I'm also going to give a shot to Continuent Sequoia and see if it can really do what it promises to since it will involve the least amount of changes to application code.
Disclaimer: I have not used MySQL Cluster, so I'm only going from what I've heard.
MySQL Cluster is an HA (high availability) solution. It's fast, because it's all in memory, but it's real selling point is the availability. There is no single point of failure. With replication, on the other hand, if the master goes down, you have to actually switch to the replica, and there may be a small amount of down time. (although the DRBD solution is another alternative that has high availability)
Cluster requires that your entire database fit in memory. That means that each machine in the cluster needs to have enough memory to store the entire database. So this is not a feasible solution for very large databases (or at least it's a very expensive solution).
I think that unless HA is super important (read: probably not), it's more hassle (and money) than it's worth. Replication is more often the better way to go.

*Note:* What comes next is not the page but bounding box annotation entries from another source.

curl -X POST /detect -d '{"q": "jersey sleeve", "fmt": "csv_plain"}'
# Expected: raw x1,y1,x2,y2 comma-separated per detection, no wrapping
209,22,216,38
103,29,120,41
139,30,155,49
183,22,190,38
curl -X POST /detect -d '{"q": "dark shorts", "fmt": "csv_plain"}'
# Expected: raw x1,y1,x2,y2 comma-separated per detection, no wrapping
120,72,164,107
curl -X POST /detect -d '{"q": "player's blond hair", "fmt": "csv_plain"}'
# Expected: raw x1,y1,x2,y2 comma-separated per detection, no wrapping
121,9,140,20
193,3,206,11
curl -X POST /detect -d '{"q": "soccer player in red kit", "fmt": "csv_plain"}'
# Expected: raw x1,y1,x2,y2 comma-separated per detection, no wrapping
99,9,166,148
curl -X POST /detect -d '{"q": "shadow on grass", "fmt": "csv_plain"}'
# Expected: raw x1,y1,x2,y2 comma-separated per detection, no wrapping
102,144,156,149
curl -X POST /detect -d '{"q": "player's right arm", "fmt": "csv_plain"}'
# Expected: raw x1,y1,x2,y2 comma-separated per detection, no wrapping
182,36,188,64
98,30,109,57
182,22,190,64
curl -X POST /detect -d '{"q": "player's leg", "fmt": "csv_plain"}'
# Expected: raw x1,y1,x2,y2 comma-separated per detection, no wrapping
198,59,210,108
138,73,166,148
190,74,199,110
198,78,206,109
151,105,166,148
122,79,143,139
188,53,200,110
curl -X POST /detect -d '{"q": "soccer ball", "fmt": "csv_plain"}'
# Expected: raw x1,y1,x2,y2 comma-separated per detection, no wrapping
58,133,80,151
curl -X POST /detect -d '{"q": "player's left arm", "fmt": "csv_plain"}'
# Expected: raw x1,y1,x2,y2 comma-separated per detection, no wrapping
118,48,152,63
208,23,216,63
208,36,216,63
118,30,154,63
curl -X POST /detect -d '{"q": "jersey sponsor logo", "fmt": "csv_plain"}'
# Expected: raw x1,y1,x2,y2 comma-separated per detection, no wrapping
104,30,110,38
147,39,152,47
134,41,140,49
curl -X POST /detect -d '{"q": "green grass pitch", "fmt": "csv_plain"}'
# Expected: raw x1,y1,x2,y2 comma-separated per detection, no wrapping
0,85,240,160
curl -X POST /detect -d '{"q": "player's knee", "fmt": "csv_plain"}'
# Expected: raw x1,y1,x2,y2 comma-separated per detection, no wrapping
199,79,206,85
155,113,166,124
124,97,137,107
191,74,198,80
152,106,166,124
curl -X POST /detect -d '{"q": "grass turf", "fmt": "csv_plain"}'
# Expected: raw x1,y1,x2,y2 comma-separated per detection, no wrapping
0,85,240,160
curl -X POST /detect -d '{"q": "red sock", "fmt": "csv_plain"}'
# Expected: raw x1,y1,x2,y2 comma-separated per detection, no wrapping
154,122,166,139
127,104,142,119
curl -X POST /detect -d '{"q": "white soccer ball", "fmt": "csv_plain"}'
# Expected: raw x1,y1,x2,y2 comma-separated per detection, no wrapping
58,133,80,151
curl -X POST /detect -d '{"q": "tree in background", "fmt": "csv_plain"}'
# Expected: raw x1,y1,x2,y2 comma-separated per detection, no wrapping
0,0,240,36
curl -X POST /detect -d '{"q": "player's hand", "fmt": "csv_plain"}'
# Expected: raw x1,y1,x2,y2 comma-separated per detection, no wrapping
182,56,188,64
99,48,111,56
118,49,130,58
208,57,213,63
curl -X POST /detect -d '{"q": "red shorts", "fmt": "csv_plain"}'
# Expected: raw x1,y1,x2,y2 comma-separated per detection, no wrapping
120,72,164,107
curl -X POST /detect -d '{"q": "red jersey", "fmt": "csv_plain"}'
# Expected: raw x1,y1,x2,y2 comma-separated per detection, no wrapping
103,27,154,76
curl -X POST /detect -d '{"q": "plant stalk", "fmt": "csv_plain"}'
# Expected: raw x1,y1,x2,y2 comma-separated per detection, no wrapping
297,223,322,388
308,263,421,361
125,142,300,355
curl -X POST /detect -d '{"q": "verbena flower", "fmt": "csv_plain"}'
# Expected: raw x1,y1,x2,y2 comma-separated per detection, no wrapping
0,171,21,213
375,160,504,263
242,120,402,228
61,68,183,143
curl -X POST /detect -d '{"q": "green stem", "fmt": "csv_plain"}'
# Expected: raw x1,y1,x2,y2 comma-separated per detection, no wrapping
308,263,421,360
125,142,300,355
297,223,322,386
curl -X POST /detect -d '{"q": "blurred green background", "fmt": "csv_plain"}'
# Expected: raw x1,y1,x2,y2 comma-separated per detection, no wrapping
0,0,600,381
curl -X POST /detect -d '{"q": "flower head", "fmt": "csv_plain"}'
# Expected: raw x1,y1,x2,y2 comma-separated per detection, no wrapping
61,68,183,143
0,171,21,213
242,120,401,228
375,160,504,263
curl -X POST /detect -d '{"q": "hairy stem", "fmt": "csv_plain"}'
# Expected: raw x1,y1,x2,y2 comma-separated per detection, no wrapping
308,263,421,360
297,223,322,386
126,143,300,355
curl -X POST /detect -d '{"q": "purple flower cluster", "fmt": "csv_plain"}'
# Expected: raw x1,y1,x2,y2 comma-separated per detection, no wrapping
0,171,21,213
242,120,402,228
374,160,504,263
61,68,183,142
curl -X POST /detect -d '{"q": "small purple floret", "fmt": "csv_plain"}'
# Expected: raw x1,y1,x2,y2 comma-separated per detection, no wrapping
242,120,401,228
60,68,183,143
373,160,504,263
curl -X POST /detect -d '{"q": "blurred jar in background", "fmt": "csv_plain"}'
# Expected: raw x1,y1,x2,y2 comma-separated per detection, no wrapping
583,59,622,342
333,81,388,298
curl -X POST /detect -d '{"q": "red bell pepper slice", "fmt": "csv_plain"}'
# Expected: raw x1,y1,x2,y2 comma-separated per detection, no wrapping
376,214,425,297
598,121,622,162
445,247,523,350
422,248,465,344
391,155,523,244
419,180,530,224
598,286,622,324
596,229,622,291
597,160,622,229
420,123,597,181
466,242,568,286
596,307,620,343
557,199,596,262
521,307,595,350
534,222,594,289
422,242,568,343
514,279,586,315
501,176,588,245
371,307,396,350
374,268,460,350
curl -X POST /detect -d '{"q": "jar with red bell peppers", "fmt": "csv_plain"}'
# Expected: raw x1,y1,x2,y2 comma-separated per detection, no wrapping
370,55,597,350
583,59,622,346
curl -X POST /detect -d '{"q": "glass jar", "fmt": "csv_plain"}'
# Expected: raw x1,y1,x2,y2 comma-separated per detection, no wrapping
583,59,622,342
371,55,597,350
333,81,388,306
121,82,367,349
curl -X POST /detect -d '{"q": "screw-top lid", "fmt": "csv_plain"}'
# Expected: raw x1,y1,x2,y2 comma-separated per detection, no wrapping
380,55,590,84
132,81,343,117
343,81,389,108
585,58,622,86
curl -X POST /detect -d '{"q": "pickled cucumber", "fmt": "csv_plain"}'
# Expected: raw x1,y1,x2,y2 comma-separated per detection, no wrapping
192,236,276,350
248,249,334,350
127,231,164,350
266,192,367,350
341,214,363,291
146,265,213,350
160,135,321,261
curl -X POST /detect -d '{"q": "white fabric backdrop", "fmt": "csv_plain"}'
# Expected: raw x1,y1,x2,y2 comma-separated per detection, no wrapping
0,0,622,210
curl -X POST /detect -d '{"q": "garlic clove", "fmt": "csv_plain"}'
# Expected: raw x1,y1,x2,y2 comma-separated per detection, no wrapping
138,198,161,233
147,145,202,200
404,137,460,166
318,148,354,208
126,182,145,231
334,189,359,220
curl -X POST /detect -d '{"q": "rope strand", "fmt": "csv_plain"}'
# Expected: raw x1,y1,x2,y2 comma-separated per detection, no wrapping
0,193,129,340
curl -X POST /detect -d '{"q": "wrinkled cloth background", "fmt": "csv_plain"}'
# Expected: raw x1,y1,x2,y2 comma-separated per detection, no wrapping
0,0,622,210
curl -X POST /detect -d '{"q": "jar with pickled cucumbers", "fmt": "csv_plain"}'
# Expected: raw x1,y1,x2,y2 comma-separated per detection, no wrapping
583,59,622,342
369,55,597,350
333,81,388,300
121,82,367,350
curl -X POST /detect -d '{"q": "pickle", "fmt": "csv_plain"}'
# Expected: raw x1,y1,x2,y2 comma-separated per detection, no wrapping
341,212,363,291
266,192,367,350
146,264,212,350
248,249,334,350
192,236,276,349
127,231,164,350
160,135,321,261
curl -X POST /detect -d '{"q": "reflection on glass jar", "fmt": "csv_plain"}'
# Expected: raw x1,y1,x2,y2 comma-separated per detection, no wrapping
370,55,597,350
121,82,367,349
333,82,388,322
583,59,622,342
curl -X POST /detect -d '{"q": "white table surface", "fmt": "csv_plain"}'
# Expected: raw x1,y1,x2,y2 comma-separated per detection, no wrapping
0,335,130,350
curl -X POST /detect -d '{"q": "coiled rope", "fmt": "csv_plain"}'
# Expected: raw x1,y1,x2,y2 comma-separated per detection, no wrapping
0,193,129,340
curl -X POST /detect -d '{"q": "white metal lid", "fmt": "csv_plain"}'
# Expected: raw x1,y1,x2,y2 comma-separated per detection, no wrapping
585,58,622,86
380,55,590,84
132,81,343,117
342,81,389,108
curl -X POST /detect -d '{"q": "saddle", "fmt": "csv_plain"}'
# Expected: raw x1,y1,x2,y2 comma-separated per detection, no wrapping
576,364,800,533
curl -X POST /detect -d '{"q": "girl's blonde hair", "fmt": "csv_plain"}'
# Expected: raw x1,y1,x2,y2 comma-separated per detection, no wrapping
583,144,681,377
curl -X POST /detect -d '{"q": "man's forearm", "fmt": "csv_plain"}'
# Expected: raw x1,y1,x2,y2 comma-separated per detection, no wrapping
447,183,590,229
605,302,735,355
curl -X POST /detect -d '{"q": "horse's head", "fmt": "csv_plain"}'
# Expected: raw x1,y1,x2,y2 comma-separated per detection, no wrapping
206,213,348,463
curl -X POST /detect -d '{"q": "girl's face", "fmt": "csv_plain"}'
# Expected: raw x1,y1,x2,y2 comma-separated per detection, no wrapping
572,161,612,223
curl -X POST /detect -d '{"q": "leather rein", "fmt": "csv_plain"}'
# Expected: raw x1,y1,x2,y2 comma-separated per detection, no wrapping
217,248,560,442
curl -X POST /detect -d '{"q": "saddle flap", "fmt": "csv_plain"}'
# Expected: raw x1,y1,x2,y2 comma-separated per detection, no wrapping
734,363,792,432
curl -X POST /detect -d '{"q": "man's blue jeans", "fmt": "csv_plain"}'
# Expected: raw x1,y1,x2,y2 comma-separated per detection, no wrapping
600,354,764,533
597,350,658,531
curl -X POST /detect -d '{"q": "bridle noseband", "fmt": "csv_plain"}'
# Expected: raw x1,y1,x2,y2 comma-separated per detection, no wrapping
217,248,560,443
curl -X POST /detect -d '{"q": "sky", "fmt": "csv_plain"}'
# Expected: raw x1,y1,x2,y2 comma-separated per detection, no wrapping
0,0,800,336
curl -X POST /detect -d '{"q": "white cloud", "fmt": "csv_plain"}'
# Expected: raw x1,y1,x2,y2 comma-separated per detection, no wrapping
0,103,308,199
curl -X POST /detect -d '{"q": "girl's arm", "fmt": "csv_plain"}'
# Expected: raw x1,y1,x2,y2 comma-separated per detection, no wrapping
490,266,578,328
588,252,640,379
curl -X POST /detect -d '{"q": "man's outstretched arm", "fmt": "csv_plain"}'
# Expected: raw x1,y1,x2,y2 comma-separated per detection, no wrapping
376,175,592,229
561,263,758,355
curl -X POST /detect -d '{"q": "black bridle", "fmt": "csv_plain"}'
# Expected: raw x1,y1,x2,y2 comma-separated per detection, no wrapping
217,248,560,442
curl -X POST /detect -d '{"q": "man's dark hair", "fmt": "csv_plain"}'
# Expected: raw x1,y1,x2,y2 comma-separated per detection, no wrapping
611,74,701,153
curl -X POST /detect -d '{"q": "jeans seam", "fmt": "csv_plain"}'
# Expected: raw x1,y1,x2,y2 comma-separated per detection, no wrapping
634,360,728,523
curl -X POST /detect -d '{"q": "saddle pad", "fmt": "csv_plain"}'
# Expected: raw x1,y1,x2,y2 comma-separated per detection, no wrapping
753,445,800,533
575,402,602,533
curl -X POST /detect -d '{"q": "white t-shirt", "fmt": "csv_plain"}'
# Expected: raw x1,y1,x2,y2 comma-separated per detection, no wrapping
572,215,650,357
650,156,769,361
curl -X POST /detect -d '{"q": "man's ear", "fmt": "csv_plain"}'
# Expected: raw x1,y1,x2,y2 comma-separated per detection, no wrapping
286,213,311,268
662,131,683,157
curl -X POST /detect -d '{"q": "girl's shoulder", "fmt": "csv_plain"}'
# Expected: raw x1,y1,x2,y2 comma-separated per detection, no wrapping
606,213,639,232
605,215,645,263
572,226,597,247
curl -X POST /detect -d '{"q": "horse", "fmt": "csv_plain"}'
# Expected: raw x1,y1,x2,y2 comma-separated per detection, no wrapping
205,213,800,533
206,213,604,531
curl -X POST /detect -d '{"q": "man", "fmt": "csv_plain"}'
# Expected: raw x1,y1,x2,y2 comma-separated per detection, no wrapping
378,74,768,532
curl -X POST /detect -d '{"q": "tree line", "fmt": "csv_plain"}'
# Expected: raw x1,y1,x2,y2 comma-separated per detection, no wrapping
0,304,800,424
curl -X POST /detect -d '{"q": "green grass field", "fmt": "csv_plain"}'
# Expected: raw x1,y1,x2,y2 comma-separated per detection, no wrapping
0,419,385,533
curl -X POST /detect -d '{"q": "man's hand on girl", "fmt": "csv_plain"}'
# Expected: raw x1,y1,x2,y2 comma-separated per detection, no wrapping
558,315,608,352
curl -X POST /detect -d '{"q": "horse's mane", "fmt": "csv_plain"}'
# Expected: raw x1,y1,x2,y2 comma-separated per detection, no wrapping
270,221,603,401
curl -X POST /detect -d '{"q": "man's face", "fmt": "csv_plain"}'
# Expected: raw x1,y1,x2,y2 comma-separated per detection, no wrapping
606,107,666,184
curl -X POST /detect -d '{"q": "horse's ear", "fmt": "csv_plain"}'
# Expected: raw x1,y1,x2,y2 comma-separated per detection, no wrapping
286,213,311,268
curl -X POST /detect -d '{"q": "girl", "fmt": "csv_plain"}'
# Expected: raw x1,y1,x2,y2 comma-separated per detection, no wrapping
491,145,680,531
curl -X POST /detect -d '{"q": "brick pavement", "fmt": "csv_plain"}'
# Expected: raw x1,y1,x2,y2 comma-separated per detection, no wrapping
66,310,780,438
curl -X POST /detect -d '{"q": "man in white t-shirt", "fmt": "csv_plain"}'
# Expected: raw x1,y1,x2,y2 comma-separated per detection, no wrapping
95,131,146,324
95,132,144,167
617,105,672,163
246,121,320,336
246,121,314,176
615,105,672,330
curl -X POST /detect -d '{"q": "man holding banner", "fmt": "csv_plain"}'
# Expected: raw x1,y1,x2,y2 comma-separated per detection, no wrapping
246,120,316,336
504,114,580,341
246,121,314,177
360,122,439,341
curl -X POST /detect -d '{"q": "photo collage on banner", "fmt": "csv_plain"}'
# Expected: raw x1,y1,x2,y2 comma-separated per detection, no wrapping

Edit: I forgot to mention also that Cluster does not allow foreign keys, and range scans are slower than on other engines. Here is a link that talks about Known Limitations of MySQL Cluster
There are some good discussions about how the folks that maintain drupal.org have structured their database servers:
- Dries Buytaert's blog
- WorkHabits blog
Both are from 2007, so the Clustering support may be stronger now, but at the time they chose replication.